ラジオをつけると、J. S. バッハの《ゴルトベルク変奏曲》の弦楽三重奏版をやっていた。久しぶりにこの編曲を聴いたが、なるほどこれはこれで面白い。が、原曲の持つ「スリル」が少なからず失われているようにも感じられる。確かに三重奏だと「1人1パート」なので声部がはっきり分離して聞こえるのみならず、原曲では至難のパッセージも何とも軽々とこなされている。他方、原曲、とりわけチェンバロのように鍵盤が2段ではないピアノではなかなかそうはいかない。しかしながら、難所を演奏者がいかに巧みに切り抜け、ポリフォニーを鮮やかに弾きこなすかという点は、この作品の重要な聴きどころの1つではなかろうか。

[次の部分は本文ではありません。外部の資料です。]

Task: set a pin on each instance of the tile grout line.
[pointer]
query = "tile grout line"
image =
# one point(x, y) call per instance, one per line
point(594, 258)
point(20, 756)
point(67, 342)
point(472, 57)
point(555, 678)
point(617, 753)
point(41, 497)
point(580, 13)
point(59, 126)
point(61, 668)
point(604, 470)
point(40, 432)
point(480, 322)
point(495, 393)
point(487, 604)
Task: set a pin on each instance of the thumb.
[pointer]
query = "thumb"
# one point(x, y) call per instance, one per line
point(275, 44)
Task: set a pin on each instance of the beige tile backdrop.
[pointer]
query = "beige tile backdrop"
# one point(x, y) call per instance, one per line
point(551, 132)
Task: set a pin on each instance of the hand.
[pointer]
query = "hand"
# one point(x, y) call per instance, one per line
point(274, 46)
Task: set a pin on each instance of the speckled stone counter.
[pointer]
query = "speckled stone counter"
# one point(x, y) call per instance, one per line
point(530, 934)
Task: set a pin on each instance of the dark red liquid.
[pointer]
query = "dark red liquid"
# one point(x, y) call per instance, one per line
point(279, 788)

もちろん、弦楽三重奏版にもそれなりのよさはあるし、たまに聴くと楽しい。が、どうせならばもっと大きな楽器編成であれこれ工夫した編曲があってもよいとも思う。
演奏系の学生にとって音楽理論はとても重要ではあるが、中途半端に和声や対位法の実習を課すくらいならば、楽曲分析をきちんとできるようにさせる方が格段に有益であろう。